Lorsque Klester Cavalcanti est correspondant du magazine Veja, en Amazonie, il réalise un reportage sur le travail esclave, sur ces ouvriers asservis par les propriétaires terriens, les facendeiros. Ces derniers n’hésitent pas à user de la force la plus brutale, allant jusqu’à payer des tueurs à gages pour forcer les esclaves à rester en faisant assassiner des proches. Voulant rencontrer l’un de ces tueurs, un policier le met en contact avec Júlio Santana. Entre mars 1999 et janvier 2006, il entretient avec cet homme des relations téléphoniques régulières. Celui-ci, peu à peu, raconte sa vie depuis ce 7 août 1971 où, à dix-sept ans, il accomplit son premier contrat, son premier meurtre commandité.
Júlio vit avec sa famille dans une baraque en bois, dans une région totalement isolée au cœur de la jungle amazonienne du Brésil. Il cultive, dès l’enfance, une amitié avec son oncle Cícero, le jeune frère de son père. Celui-ci, est parti pour la capitale de l’Etat. Il est revenu vêtu d’un uniforme de la police militaire. Cícero, qui rentre régulièrement, apprend à Júlio l’usage des armes pour chasser et nourrir sa famille. Lors d’un séjour, il est pris d’une crise de malaria qui le laisse sans forces. Il raconte alors à son neveu qu’il est tueur à gages pour arrondir ses fins de mois. Il lui demande de remplir le contrat pour lequel il est là. Il s’agit de tuer un pêcheur. “Vise-le au cœur et imagine-toi que tu vas abattre un animal, comme à la chasse.”
Petit à petit, au téléphone, Júlio se livre et décrit sa vie, son mariage, ses enfants, une existence qui semble normale. Il tient un état de ses contrats sur un cahier et, en trente-cinq ans, il totalise quatre cent quatre-vingt-douze meurtres, dont quatre cent quatre-vingt-sept sont répertoriés avec la date, le lieu, la somme perçue, le commanditaire et le nom de la victime. Il raconte, également, comment il s’arrange avec la morale, avec la religion, car il est resté très croyant. Il expose les difficultés avec son épouse lorsqu’il lui avoue la nature de son activité, la façon de gagner sa vie. Mais l’auteur montre un homme sensible, qui exprime ses sentiments, ses craintes, ses émotions.
Autour de ce tueur, qui n’a été arrêté qu’une seule fois dans sa carrière, Klester Cavalcanti décrit le Brésil, ses zones excentrées au cœur de la jungle, la lutte de l’armée contre les communistes et les moyens mis en œuvre pour faire coopérer les populations, la corruption de la police…

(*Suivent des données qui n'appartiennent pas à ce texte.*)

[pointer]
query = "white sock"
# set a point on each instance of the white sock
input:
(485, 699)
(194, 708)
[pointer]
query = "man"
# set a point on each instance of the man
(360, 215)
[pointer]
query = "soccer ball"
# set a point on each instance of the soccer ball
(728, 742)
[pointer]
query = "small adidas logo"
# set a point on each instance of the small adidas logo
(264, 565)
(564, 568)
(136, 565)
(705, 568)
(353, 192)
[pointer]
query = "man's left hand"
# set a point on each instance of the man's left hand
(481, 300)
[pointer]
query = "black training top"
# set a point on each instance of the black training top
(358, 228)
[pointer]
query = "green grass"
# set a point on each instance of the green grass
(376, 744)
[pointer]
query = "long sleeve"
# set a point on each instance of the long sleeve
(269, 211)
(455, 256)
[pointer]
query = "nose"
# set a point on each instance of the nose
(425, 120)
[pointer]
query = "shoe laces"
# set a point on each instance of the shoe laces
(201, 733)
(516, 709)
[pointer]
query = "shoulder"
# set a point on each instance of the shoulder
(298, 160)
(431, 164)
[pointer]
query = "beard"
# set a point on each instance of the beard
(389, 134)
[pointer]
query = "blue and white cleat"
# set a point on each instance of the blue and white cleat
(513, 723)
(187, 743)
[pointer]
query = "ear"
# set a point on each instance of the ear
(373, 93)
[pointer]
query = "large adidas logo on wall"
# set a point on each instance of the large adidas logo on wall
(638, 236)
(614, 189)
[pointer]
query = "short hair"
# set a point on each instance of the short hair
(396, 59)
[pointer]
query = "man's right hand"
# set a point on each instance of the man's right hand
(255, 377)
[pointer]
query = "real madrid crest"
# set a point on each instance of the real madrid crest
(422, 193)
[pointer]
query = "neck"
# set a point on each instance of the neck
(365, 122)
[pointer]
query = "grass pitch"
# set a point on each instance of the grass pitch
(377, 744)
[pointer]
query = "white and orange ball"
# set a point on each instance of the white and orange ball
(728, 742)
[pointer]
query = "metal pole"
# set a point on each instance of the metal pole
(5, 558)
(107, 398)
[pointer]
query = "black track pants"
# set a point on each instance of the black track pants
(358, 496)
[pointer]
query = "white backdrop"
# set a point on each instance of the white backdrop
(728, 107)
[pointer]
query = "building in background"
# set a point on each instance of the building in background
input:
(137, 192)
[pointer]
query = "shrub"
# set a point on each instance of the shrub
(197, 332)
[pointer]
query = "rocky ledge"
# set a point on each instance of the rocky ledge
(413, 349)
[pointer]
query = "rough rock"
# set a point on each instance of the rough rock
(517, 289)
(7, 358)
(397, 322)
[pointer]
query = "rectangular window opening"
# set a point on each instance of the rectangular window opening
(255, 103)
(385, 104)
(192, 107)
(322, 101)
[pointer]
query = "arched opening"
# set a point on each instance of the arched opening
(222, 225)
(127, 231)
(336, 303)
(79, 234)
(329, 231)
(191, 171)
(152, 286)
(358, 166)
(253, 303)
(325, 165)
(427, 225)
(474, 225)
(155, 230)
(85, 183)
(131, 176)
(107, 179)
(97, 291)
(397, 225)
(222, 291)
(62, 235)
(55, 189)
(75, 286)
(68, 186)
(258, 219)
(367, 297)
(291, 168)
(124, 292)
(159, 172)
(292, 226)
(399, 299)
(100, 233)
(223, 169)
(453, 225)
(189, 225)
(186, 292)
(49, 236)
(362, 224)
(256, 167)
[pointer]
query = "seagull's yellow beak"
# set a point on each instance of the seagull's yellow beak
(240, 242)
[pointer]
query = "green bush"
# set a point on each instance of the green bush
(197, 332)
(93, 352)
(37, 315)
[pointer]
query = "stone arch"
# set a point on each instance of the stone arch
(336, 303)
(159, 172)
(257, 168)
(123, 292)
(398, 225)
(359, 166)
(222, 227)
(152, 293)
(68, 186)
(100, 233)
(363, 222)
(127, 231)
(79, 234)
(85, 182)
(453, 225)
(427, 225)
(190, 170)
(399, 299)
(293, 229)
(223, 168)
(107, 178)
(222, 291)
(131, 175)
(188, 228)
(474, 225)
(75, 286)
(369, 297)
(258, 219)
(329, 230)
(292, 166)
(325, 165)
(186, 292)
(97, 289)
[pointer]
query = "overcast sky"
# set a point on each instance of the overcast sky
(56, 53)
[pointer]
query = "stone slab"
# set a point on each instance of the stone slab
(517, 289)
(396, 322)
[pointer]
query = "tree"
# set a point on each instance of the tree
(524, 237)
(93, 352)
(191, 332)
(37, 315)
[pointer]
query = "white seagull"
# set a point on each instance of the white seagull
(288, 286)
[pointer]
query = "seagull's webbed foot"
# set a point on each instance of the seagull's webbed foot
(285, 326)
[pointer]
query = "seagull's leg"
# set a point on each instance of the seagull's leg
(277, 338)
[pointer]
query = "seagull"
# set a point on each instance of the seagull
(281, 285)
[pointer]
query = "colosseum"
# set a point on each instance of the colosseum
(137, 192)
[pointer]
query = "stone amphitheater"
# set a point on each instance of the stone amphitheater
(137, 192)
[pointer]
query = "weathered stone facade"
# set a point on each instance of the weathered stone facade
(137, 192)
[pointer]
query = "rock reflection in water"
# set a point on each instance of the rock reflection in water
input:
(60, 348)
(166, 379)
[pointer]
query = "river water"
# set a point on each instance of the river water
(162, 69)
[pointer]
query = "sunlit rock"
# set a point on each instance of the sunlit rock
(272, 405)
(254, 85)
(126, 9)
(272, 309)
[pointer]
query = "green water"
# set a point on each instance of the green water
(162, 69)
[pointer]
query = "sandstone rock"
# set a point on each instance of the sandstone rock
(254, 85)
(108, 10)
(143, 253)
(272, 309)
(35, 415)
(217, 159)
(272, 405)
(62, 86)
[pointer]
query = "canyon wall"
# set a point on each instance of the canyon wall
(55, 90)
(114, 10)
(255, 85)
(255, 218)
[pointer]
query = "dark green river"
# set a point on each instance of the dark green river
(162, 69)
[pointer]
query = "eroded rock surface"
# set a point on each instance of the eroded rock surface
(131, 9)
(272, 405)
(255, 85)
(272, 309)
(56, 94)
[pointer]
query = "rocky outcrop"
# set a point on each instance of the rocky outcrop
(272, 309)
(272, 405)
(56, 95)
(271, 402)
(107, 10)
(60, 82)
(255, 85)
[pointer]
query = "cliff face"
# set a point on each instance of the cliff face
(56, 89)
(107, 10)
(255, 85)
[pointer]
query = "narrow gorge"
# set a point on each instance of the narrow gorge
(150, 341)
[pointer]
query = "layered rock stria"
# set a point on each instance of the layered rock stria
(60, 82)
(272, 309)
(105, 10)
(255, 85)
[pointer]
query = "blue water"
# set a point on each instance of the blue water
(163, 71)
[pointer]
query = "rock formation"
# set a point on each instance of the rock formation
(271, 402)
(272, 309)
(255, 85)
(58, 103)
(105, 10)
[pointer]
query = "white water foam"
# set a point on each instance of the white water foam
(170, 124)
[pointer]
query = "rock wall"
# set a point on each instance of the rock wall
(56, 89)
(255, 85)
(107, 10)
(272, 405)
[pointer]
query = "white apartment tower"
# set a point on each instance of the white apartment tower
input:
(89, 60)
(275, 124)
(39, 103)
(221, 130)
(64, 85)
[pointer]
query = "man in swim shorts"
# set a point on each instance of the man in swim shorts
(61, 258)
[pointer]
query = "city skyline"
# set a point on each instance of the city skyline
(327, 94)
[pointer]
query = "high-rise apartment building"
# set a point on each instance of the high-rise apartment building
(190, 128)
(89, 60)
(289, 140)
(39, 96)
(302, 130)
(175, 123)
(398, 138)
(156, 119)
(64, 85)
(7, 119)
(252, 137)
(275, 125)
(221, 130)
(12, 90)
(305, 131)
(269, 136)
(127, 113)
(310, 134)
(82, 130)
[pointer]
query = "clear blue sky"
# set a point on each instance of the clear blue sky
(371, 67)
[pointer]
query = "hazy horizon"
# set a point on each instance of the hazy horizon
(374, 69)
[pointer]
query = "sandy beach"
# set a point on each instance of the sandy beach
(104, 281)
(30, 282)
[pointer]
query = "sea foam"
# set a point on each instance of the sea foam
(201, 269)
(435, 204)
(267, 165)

Le journaliste livre le récit d’un témoignage hallucinant sur ce personnage, mais aussi sur son environnement tant naturel qu’humain. En effet, il ne se contente pas de retranscrire les confidences de Júlio Santana, il se livre à la recherche d’autres sources, d’autres témoignages, recoupant les informations, les affirmations. Il tente de comprendre et d’expliquer comment un homme ordinaire, qui n’est ni violent, ni agressif, bon père de famille, peut aligner un tel nombre de meurtres. Connu pour son efficacité et sa discrétion, il ne reste pas sans travail. Il ne se passe pas un mois sans qu’il ait une proposition.
Si l’on peut penser que Júlio est unique par le nombre de contrats réalisés, combien d’autres, comme lui, dans ce grand pays, exercent la même activité ?
Avec 492 — confessions d’un tueur à gages, Klester Cavalcanti propose une histoire qu’il est difficile d’oublier tant l’écart est énorme entre l’individu et son parcours dans un environnement dantesque.
serge perraud
Klester Cavalcanti, 492 - Confessions d’un tueur à gages (O nome da morte), traduit de brésilien par Hubert Tézenas, Éditions Métailié, coll. “Bibliothèque brésilienne”, janvier 2018, 224 p. – 18,00 €.